Exploration of the Brown Dense shale area in north La. and Arkansas could bring both oil and gas discoveries to the energy industry, giving the potential shale play a one-up on Haynesville, which only produces natural gas.
Fracking in to the Haynesville Shale in north Louisiana has proved a lucrative dig for the energy industry here for the past couple of years, and now the same process to tap into once unreachable resources could bring even more job opportunities to the state.
A Sunday Times-Picayune article reports on the progress of the Brown Dense Shale, which lies under Claiborne, Morehouse and Union parishes and also encompasses portions of Arkansas. Though leases and wells are springing up to explore the area, it won't be known whether the successful and sometimes controversial hydraulic fracturing technique will uncover significant discoveries.

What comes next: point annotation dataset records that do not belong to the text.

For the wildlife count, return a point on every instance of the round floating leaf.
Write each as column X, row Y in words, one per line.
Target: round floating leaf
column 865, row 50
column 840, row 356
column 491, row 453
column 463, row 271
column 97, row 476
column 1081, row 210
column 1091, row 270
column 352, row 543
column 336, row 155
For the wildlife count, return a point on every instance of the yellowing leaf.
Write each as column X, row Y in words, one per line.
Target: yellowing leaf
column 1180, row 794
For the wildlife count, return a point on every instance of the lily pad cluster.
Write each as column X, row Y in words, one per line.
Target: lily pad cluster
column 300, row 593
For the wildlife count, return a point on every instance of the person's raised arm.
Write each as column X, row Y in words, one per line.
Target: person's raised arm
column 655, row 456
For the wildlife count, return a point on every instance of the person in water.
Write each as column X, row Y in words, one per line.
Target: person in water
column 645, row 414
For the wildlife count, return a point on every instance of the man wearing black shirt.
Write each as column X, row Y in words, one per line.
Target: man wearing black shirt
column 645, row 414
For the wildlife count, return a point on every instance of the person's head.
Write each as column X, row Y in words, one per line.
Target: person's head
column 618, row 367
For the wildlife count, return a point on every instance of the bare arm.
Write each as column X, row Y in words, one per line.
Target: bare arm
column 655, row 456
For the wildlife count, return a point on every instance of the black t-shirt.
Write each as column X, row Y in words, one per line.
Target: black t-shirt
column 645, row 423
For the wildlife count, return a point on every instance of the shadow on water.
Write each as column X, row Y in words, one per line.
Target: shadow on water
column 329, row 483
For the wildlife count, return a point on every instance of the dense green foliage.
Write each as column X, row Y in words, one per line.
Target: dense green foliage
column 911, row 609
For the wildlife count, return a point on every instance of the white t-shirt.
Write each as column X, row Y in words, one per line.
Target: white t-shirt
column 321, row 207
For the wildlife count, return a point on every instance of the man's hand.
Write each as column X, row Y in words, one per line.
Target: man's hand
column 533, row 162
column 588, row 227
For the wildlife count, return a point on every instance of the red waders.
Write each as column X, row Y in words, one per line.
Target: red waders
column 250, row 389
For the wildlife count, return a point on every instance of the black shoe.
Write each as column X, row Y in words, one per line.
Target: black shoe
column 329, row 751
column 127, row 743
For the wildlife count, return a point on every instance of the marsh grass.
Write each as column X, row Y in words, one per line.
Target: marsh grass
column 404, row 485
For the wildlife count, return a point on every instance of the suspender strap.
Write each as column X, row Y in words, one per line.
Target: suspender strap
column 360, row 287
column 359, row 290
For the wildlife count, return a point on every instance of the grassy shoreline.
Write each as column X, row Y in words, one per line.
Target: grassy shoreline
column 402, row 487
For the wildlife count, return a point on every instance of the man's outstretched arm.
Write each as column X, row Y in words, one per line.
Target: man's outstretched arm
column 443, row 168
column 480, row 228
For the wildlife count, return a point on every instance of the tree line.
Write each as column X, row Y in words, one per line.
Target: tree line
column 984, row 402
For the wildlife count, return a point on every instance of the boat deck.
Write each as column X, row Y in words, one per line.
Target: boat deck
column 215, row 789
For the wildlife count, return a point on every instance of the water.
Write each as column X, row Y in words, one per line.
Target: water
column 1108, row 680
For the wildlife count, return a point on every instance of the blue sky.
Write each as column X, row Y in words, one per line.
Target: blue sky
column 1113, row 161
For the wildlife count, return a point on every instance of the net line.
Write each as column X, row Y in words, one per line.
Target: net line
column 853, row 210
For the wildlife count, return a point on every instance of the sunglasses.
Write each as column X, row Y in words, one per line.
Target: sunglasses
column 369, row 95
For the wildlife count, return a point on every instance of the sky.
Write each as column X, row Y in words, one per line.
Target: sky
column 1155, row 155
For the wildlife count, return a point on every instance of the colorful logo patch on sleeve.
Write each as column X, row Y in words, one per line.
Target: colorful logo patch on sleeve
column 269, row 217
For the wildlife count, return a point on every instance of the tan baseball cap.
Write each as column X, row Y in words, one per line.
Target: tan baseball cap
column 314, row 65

If the fracking works, however, the Brown Dense could be a better find than Haynesville because the wells may be striking both oil and natural gas. Haynesville only produces natural gas:
Houston-based Southwestern Energy Co. announced in an earnings report in July that it has leased 460,000 acres in the Brown Dense area for $150 million, or about $326 per acre. Last month, Southwestern drilled its first well in the formation in Arkansas, and the company plans to drill a well in Claiborne Parish by the end of this year.
Oklahoma City-based Devon Energy Corp. confirmed in an Aug. 3 earnings call that it has secured 40,000 acres in the Brown Dense area. The company, which has also been active in the Tuscaloosa Marine Shale area, has received a permit to drill a well in Morehouse Parish, Angelle said.
The Tuscaloosa Marine Shale area, which stretches from Texas through the center of Louisiana and into southwest Mississippi, has also garnered attention in recent months as a potential oil-and-gas producing region, becoming attractive as the price of oil has skyrocketed. In May, Devon said that it had accumulated 250,000 acres in the play, at about $180 apiece.
[Louisiana Department of Natural Resources Secretary Scott] Angelle and others in the industry say it's too early to tell how much of the hard-to-reach oil is recoverable, though by next year, "you'll see enough drilling activity to start giving it some confidence of how realistic the play is."